L’armée allemande est parfaitement au courant des intentions françaises et jouit d’excellentes positions défensives puisque tenant les pentes et surplombant les unités françaises. D’autre part le temps couvert a rendu hasardeuse la planification de la préparation d’artillerie qui va se révéler bien moins efficace que prévue.
La bataille du Chemin des Dames
Tout commença après deux assauts menés le 9 avril par l'armée anglaise puis le 12 avril par l'armée française pour évaluer la résistance de l'ennemie que l'on pensait épuisé après la bataille de Verdun. Une grande offensive se préparait entre l'Oise et la montagne de Reims, principalement sur les hauteurs du Chemin des Dames. Les longues préparations de l'artillerie française donnèrent tout loisir à l'armée allemande de se renforcer d'autant qu'elle avait eu connaissance d'une partie des plans de Nivelle. Il était prévu d'attaquer par beau temps.

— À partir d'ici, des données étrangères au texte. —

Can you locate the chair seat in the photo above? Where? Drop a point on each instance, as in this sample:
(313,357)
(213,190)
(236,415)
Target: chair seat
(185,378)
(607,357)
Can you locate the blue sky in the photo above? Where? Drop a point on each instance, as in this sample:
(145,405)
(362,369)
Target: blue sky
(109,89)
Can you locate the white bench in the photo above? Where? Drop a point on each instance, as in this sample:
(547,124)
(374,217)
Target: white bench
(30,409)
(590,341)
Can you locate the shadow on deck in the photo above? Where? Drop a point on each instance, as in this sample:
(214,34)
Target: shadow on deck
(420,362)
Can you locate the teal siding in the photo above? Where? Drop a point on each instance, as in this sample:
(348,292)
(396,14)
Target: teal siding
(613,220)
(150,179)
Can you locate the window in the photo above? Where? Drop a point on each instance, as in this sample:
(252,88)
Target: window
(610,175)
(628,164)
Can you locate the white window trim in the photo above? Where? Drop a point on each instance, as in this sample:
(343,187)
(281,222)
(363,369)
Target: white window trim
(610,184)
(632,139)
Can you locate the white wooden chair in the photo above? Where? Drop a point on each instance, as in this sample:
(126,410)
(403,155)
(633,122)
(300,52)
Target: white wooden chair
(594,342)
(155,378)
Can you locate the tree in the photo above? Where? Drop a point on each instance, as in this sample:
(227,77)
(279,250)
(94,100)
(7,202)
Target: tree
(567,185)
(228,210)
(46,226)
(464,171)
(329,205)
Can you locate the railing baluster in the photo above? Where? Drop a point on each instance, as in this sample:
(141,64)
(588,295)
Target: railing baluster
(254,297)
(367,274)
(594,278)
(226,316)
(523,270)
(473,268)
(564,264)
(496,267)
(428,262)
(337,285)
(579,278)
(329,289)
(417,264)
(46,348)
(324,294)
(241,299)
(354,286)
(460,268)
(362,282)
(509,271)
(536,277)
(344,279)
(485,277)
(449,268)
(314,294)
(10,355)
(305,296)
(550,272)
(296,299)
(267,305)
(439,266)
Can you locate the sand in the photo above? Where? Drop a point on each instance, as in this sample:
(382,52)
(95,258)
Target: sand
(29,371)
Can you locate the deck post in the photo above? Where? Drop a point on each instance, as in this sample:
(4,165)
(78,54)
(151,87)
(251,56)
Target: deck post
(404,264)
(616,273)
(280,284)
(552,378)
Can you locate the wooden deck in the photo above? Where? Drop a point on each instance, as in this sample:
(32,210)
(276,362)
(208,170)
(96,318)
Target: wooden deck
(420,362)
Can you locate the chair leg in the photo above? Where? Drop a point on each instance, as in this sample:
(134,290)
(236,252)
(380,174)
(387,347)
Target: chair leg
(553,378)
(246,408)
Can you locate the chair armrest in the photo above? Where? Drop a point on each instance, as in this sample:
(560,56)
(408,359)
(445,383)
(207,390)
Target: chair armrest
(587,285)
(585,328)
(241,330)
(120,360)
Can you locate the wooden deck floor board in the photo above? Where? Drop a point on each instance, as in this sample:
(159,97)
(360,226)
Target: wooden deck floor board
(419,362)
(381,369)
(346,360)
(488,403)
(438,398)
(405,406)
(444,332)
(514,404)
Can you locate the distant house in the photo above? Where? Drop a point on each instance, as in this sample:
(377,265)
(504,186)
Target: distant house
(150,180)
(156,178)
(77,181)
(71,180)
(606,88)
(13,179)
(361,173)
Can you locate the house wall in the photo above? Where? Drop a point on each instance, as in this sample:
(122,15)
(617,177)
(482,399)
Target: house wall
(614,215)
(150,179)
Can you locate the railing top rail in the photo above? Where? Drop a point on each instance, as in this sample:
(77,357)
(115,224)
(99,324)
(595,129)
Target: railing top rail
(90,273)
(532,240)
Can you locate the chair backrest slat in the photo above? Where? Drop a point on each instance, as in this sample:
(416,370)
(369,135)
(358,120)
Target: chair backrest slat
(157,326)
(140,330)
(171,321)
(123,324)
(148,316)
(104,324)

Cependant, ce fut le froid, la brume et la boue qui prédominèrent le matin du 16 avril 1917. Envers et contre tous, l'assaut fut donné à 6h du matin. Les fantassins et cavaliers de la 5e et 6e armées devaient franchir l'Aisne, monter la pente du Chemin des Dames puis traverser le plateau pour redescendre par le nord et atteindre la vallée de l'Ailette. L'État-major français escomptait faire arriver ses troupes aux environs de Laon coupant les voies de ravitaillements des Allemands entre Reims et Soisson.

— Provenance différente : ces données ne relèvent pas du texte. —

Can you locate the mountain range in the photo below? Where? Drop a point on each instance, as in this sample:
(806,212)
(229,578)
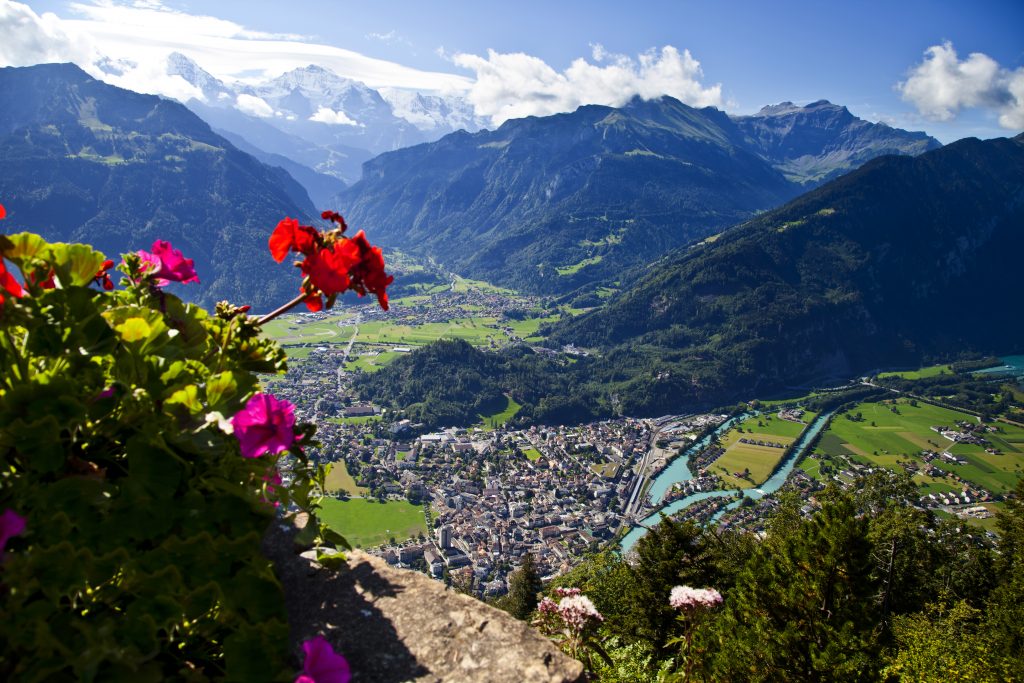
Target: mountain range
(902,261)
(318,119)
(88,162)
(570,201)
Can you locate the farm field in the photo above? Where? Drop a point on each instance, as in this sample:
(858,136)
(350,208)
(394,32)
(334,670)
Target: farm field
(759,460)
(360,420)
(500,418)
(339,479)
(531,454)
(366,522)
(292,329)
(370,359)
(885,437)
(476,331)
(923,373)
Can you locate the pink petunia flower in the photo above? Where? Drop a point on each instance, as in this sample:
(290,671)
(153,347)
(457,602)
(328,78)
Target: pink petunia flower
(11,524)
(168,264)
(323,665)
(264,425)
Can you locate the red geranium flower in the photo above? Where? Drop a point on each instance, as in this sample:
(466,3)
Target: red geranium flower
(289,236)
(168,264)
(328,267)
(368,274)
(8,284)
(103,279)
(333,263)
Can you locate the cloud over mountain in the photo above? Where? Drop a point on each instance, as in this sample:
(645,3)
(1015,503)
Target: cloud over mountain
(943,84)
(515,85)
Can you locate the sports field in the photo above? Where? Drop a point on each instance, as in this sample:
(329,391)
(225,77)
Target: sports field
(338,478)
(365,522)
(501,417)
(531,454)
(890,432)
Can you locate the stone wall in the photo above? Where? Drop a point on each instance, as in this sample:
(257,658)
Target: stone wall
(396,625)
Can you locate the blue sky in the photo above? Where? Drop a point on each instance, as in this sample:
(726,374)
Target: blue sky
(854,53)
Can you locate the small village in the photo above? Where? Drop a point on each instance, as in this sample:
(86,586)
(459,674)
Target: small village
(492,495)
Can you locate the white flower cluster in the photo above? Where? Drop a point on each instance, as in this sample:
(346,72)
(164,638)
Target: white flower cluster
(684,597)
(577,610)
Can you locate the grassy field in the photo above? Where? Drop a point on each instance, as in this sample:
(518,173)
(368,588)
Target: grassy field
(760,460)
(888,438)
(607,470)
(500,418)
(338,478)
(923,373)
(361,420)
(527,329)
(477,331)
(577,267)
(531,454)
(370,360)
(291,329)
(367,522)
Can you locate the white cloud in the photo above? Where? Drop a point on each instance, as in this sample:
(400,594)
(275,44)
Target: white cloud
(148,32)
(514,85)
(32,39)
(941,85)
(329,116)
(253,105)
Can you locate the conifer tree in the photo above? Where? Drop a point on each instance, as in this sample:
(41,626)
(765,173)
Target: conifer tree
(803,608)
(523,589)
(670,554)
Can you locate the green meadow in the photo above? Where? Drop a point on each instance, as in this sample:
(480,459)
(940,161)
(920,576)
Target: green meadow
(338,479)
(760,460)
(923,373)
(887,438)
(365,522)
(501,417)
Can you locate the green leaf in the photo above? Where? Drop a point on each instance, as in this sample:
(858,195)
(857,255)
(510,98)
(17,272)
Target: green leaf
(220,388)
(187,396)
(23,247)
(75,264)
(154,467)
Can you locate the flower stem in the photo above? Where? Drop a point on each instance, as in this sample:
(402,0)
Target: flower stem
(284,309)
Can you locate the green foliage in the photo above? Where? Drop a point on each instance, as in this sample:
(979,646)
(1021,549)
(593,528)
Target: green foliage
(141,555)
(671,554)
(524,587)
(945,644)
(452,383)
(803,607)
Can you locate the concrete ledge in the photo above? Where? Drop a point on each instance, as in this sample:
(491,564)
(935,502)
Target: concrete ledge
(396,625)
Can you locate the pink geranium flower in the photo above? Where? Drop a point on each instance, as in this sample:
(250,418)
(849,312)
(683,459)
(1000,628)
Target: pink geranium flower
(168,264)
(264,425)
(11,524)
(323,665)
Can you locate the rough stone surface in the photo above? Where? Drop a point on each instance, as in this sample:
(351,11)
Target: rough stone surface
(395,625)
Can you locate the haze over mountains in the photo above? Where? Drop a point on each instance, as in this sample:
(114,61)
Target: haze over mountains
(315,118)
(87,162)
(903,261)
(558,203)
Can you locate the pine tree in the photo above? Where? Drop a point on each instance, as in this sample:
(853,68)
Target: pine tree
(803,608)
(523,589)
(670,554)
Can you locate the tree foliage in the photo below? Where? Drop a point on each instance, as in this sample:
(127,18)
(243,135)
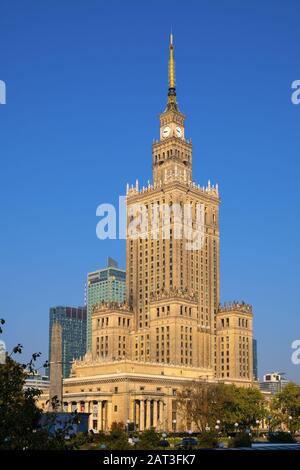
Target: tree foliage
(285,407)
(206,403)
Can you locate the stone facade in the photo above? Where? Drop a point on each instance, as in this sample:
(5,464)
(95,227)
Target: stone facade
(171,331)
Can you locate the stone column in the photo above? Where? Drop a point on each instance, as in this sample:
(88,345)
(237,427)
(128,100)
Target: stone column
(131,410)
(142,415)
(109,414)
(162,415)
(100,417)
(155,410)
(148,414)
(90,410)
(138,413)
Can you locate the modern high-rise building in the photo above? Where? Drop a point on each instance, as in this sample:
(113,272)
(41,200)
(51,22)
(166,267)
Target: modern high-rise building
(104,285)
(255,359)
(73,325)
(172,330)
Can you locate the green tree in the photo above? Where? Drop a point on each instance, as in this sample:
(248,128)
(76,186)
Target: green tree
(285,407)
(206,403)
(19,414)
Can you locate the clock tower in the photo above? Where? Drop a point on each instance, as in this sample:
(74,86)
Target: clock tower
(172,154)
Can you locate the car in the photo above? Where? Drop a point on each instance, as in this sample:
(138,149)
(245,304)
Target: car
(187,443)
(164,443)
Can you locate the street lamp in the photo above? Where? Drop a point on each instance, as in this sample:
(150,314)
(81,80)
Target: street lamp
(290,423)
(269,418)
(127,427)
(257,426)
(174,429)
(135,440)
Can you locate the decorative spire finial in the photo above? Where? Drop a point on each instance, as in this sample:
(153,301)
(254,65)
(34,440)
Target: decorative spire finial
(172,89)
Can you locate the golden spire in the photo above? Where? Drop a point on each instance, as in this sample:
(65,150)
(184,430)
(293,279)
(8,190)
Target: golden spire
(172,89)
(171,64)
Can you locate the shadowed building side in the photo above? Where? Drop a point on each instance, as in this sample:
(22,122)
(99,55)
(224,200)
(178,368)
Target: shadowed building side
(56,368)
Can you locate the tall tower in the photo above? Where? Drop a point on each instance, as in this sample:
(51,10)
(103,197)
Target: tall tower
(56,368)
(173,289)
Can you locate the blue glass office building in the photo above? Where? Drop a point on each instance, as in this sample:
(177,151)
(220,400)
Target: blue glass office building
(104,285)
(73,322)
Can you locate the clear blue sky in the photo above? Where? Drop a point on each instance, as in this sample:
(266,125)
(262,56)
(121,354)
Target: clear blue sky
(85,84)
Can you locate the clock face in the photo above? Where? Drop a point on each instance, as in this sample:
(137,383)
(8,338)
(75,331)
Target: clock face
(178,131)
(166,131)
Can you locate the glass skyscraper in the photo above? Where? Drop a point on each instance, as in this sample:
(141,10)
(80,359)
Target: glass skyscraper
(255,366)
(73,323)
(104,285)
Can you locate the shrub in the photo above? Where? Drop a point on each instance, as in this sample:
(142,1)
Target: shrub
(240,440)
(207,440)
(281,437)
(149,440)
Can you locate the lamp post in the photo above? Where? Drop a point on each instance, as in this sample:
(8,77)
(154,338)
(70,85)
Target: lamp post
(269,418)
(127,426)
(290,423)
(135,440)
(174,429)
(257,426)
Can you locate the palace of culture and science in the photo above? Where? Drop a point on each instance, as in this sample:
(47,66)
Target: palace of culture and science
(172,330)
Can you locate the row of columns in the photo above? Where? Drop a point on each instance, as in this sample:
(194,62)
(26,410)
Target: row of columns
(100,412)
(148,413)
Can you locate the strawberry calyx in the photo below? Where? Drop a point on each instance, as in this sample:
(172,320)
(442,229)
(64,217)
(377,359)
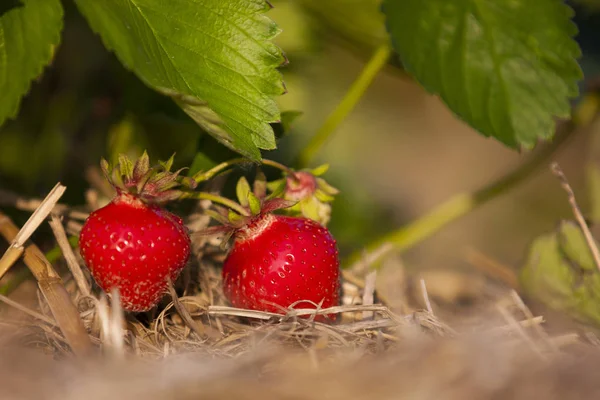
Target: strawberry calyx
(149,184)
(252,212)
(312,194)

Face à une armée allemande bien préparée, en contre-haut dans un dédale de galeries et de cavernes, et face à des conditions météorologiques gênant les réglages de l'artillerie et le mouvement des troupes, le premier jour de combat se solda par une avancée de 500 mètres au lieu des 10 kilomètres escomptés. Seulement 10 000 prisonniers à la place des 100 000 estimés. À l'issu de cette première journée, Nivelle prit conscience de l'échec de sa stratégie, la percée recherchée n'aboutirait pas. Mais il voulu tout de même prendre le Chemin des Dames et envoya en renfort la 10e armée. Malgré l'opprobre de l'opinion publique, Il poursuivit sans succès les opérations jusqu'au 9 mai.
Un funeste bilan
En quinze jours, l'armée française comptait quelque 40 000 morts et 90 000 blessés sans parler des prisonniers et des disparus. Sans atteindre les chiffres atroces de Verdun, c'en était trop pour l'opinion publique et pour les soldats. Le grand mouvement d'espoir que Nivelle avait suscité s'était transformé en une désillusion totale provoquant une effroyable crise à la fois politique, sociale et surtout militaire.
En effet, les mutineries furent la suite immédiate de cette défaite. Au moins Pétain qui remplaça Nivelle à la tête des armées ne lança plus (ou n'osa plus lancer) ses troupes aveuglément à l'attaque à moins de disposer d'une supériorité absolue en matériel. Ce ne fut malheureusement pas le cas de l'armée britannique qui sacrifia inutilement plusieurs centaines de milliers d'hommes à la bataille de Passchendaele à l'automne 1917.
Et que cela soit aux côtés de Passchendaele, de Verdun ou de la bataille de la Somme, le Chemin des Dames demeure l'un des épisodes les plus tragiques de la Grande Guerre.
Bibliographie
- Le chemin des Dames: Printemps 1917, de Yves Buffetaut. Ysec Editions, 2017.
- Le chemin des dames, de Pierre Miquel. Editions Retrouvées, 2018.
- Le chemin des Dames, de l'événement à la mémoire, Éditions Stock, Paris, 2004.